The sex inequity in accessing ART may be partially due to the fact that health services in many parts of Africa focus on maternal and child health issues [5,6]. Among people living with HIV in Africa who are aged 15 years and older in 2009, 59% were women . Therefore, given that only 35% of those enrolled in the included ART programs were men, this represents a shortfall in male access to treatment. It is extremely important to increase advocacy and appropriate targeting of services in order to provide equitable access to ART for men. However, this should be conducted without compromising other vulnerable groups or threatening the HIV prevention and treatment for women.
The current available data on overall mortality in ART programs in Africa indicates that there is an increased risk of death for men compared to women. This finding adds to the body of evidence that men are disadvantaged in terms of treatment access and outcomes of care in Africa. The evidence we have provided should not be used to argue strongly in favor of men's rights, but rather to promote equal access to treatment and care, regardless of sex. There is no question that female empowerment was and still is absolutely necessary, especially in the developing world. Additional solutions that aid in reducing sex inequities in health outcomes among those enrolled in ART programs in Africa are needed.

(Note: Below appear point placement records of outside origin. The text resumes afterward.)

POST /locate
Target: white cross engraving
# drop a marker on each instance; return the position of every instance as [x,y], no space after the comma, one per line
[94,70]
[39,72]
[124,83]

The Canadian Institutes of Health Research sponsored this study. E.J.M. had full access to all the data in the study and takes responsibility for the integrity of the data and the accuracy of the data analysis.
Conflicts of interest
Funding agencies had no role in the design or conduct of the study, in the collection, management, analysis, or interpretation of the data, or in the preparation, review, or approval of the manuscript. E.J.M. receives salary support from the Canadian Institutes of Health Research. J.N. receives salary support via the National Institutes of Mental Health. Funding was provided by the Canadian Institutes of Health Research.